When the doctor was left alone, he took the envelope containing the bank-notes from his pocket, and threw it on his desk. Then he sat down, and began to think over the situation.

"What does she do it for?" he asked. "Her own child is dead. There is no doubt about that; her face is so full of trouble. She wants to deceive her husband: at least, I suppose so. She will keep that secret to herself. The ayah is faithful—that's pretty certain. There will be no blackmailing in that quarter. A fine face she has"—meaning the lady, not the ayah. "Hard and determined, though. I should like to see it soften. I wish she had trusted me. But there, one couldn't expect it of a woman of that temperament—cold, reserved, haughty; a countess, perhaps. It's like the old story-books. Somebody will be disinherited. This boy is going to do it. Nobody will ever find it out. And that's the way they build up their fine pedigrees!"

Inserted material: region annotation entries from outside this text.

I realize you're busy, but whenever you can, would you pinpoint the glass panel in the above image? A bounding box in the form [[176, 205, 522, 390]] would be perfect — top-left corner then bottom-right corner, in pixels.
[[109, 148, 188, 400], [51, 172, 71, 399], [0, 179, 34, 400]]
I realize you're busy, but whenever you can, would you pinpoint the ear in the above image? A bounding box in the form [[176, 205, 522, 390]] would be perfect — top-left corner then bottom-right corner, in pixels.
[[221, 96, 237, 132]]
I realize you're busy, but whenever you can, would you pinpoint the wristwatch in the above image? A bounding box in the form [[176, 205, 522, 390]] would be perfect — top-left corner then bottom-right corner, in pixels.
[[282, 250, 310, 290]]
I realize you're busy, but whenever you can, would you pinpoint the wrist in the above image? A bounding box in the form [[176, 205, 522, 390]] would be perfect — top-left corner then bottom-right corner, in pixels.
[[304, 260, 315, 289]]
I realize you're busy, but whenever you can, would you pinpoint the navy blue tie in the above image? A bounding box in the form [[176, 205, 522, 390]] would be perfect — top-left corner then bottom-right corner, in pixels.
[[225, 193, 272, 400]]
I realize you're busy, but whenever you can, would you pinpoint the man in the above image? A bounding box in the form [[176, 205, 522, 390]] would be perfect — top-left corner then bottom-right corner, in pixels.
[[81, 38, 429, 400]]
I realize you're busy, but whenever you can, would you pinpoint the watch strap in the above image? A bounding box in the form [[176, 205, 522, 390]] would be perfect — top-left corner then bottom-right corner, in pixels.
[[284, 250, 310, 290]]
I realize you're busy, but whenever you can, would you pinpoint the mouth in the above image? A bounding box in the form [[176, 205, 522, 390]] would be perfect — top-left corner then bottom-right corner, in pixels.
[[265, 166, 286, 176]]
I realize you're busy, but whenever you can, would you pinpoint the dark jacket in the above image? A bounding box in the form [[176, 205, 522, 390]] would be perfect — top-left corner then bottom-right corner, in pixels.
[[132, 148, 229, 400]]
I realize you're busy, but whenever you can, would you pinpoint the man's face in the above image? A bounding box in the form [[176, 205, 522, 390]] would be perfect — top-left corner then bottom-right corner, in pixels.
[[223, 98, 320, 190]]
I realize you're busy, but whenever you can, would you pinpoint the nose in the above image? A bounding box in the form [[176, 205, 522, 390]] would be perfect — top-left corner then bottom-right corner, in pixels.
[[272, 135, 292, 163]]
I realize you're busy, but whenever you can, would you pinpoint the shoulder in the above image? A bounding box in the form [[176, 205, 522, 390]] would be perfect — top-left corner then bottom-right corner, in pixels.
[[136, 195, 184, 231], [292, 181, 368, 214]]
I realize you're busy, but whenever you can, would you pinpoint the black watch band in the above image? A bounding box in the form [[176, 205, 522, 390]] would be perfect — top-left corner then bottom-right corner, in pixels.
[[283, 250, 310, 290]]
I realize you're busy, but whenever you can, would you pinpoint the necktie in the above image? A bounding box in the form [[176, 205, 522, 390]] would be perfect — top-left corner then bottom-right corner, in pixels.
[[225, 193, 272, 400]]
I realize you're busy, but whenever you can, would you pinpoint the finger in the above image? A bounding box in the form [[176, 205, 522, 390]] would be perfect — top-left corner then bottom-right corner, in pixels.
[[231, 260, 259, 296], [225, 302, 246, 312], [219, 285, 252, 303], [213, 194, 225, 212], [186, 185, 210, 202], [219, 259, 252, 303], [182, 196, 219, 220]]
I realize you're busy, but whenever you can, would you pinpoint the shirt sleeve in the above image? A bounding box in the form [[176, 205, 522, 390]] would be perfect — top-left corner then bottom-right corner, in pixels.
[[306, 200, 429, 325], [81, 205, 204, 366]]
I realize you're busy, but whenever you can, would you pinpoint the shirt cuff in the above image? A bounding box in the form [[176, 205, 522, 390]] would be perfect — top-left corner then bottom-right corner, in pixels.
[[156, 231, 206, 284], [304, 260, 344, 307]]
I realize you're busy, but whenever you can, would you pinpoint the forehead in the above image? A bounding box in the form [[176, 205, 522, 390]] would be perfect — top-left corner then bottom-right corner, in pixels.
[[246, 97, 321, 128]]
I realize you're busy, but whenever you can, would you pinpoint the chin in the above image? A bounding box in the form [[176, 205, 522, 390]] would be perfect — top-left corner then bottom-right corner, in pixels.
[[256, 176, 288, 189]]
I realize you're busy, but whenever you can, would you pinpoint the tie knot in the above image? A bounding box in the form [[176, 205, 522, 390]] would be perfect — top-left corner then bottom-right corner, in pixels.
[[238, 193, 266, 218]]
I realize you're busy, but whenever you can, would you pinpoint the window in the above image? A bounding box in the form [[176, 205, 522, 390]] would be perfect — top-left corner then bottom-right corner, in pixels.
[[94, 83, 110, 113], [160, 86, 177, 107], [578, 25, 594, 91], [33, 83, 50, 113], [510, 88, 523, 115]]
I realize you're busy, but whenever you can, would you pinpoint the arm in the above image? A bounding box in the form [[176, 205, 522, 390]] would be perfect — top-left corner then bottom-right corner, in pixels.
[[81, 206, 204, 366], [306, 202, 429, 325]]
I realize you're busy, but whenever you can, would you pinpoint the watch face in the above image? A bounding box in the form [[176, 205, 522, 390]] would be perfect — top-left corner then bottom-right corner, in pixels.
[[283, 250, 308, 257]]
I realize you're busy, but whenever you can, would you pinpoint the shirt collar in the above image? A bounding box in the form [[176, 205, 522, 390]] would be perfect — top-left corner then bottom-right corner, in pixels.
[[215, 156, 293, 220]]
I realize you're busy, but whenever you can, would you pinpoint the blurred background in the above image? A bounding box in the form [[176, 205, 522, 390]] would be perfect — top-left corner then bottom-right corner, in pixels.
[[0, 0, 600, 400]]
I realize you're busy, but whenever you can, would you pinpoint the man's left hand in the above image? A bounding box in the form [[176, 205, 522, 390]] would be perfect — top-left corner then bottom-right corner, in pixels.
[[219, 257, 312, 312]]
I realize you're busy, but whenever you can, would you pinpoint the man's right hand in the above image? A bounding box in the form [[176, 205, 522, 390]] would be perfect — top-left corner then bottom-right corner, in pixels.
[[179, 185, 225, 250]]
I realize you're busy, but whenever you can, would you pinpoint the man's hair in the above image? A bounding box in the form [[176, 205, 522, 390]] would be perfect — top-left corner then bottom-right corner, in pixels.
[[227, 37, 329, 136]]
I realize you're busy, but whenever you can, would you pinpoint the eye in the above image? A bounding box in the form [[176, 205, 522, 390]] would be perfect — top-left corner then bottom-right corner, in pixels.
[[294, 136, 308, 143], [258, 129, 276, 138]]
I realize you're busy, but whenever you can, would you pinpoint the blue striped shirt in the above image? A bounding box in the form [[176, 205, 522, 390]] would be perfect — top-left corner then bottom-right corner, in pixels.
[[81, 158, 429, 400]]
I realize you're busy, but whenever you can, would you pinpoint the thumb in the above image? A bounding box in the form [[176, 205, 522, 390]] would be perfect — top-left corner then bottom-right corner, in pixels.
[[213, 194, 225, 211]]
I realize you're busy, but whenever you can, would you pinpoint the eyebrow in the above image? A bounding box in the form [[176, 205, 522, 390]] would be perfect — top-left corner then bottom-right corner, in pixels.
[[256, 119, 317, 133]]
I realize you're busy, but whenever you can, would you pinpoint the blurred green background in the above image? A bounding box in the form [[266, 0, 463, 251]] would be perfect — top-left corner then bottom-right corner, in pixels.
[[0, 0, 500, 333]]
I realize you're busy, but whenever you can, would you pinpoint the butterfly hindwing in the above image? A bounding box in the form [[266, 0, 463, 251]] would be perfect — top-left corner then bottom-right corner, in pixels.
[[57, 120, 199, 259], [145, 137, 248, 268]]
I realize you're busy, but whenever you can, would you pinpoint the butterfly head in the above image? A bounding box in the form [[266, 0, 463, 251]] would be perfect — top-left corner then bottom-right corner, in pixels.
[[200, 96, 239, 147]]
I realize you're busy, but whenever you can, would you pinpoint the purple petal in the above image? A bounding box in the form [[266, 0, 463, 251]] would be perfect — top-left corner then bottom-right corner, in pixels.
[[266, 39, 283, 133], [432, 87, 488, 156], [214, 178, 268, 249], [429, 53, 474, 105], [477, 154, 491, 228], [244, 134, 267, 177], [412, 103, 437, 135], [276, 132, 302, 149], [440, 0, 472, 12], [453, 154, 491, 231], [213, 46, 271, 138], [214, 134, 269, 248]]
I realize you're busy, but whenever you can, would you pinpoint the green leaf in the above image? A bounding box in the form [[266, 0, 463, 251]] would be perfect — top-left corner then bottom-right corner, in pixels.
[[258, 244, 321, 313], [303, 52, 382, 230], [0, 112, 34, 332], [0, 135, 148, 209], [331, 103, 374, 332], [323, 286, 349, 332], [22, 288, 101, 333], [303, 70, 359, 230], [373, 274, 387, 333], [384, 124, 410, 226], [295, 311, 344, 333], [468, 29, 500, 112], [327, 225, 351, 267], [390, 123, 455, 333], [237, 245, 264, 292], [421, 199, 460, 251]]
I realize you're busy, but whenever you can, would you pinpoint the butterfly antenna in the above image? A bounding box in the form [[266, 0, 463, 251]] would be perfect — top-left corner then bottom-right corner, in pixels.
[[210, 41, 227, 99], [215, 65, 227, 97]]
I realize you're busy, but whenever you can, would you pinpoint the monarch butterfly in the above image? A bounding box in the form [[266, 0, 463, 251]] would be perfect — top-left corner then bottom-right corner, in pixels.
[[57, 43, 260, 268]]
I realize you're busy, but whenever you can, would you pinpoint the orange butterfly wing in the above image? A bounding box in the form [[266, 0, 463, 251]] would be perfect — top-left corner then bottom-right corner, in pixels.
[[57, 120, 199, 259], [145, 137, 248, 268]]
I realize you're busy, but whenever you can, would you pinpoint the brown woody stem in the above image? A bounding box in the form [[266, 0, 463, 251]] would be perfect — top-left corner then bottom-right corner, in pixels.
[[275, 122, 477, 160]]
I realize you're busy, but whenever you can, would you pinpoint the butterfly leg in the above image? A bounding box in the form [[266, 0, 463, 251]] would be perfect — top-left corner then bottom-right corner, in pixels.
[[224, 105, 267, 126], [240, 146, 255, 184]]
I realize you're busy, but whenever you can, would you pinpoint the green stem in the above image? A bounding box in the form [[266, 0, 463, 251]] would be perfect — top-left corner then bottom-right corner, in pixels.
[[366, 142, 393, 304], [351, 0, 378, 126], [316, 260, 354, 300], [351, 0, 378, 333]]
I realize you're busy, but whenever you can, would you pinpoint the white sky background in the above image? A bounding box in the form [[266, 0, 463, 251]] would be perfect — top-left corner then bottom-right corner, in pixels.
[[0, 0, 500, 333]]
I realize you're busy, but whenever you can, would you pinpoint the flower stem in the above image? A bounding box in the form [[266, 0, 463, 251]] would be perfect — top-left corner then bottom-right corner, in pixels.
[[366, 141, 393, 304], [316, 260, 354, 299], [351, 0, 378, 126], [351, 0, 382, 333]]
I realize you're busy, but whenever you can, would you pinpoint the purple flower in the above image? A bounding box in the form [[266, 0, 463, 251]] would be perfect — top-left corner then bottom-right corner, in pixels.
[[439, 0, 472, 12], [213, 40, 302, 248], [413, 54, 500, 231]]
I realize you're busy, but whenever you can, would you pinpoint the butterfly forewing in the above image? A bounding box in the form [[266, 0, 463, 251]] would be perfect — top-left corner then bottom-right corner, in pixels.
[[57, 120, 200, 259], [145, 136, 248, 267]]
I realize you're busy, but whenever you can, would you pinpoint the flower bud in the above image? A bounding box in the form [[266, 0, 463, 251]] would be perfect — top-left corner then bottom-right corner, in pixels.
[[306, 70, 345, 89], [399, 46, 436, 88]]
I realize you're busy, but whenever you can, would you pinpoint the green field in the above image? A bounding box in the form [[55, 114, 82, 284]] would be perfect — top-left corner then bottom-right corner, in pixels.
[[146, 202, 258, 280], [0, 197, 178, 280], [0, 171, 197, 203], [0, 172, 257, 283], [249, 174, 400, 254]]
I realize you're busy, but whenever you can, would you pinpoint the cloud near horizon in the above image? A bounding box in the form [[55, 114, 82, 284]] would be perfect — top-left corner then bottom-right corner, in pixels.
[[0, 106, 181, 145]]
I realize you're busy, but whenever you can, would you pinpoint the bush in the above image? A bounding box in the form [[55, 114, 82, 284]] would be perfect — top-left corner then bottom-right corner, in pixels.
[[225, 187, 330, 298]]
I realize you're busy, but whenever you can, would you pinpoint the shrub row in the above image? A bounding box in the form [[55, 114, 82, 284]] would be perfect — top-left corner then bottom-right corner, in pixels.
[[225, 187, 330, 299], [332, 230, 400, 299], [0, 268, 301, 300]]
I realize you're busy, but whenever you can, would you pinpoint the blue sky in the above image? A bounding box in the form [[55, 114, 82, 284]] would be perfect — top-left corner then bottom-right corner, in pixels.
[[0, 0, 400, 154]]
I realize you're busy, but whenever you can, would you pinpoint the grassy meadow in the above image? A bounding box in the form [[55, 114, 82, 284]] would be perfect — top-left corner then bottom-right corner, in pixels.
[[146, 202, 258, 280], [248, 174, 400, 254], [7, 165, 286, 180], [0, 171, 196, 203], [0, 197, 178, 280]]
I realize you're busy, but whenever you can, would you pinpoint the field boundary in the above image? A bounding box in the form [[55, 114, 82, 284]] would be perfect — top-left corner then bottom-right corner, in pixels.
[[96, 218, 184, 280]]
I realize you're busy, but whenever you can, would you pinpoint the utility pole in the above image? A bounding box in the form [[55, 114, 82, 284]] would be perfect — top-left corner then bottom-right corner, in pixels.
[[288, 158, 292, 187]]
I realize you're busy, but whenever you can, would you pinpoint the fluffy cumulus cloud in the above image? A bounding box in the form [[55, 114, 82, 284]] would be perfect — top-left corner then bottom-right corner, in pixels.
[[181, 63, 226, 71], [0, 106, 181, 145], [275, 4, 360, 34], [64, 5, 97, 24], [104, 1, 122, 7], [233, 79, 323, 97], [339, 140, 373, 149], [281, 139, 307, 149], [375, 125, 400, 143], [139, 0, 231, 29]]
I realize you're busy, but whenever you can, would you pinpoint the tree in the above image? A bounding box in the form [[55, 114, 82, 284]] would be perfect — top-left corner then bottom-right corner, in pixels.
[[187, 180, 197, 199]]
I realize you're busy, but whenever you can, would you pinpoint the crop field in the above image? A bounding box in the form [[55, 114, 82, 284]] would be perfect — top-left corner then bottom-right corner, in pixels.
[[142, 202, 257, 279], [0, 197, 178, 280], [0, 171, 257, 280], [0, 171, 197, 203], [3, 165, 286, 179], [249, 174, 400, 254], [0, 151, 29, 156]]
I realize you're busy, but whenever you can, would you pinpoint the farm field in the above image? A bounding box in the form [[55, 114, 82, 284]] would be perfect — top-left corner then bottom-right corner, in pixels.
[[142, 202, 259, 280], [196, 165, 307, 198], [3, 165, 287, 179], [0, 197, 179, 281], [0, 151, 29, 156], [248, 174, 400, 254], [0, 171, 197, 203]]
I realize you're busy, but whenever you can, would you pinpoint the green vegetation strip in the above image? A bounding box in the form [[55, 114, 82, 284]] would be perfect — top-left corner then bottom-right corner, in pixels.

The doctor was quite wrong. Nobody was to be disinherited; nor was there an estate. This you must understand, to begin with. The rest I am going to tell you.

"No clue," the doctor continued. "She is quite safe, unless she were to meet me. No other clue. Nobody else knows." He took up the envelope, and observed that it had part of an address upon it. All he could read, however, was one word—"Lady." "Oho!" he said; "there is a title, after all. It looks as if the latter half were a 'W.' There's a conspiracy, and I'm a conspirator! Humph! She's a beautiful creature!"

He fell into meditation on that subject which is always interesting to mere man—the face of a woman. Then his thoughts naturally wandered off to the conversation he had held with that memorable face.

"I should like, if I could, to learn how this job will turn out from the hereditary point of view! Will that interesting babe take after his father? Will he astonish his friends by becoming a low comedian? Or will he take after his mother, and become a simple, honourable Englishman? Or will he combine the inferior qualities of both, and become a beautiful and harmonious blend, which may make him either a villain of the deeper dye, or a common cold-blooded man of the world, with a touch of the artist?"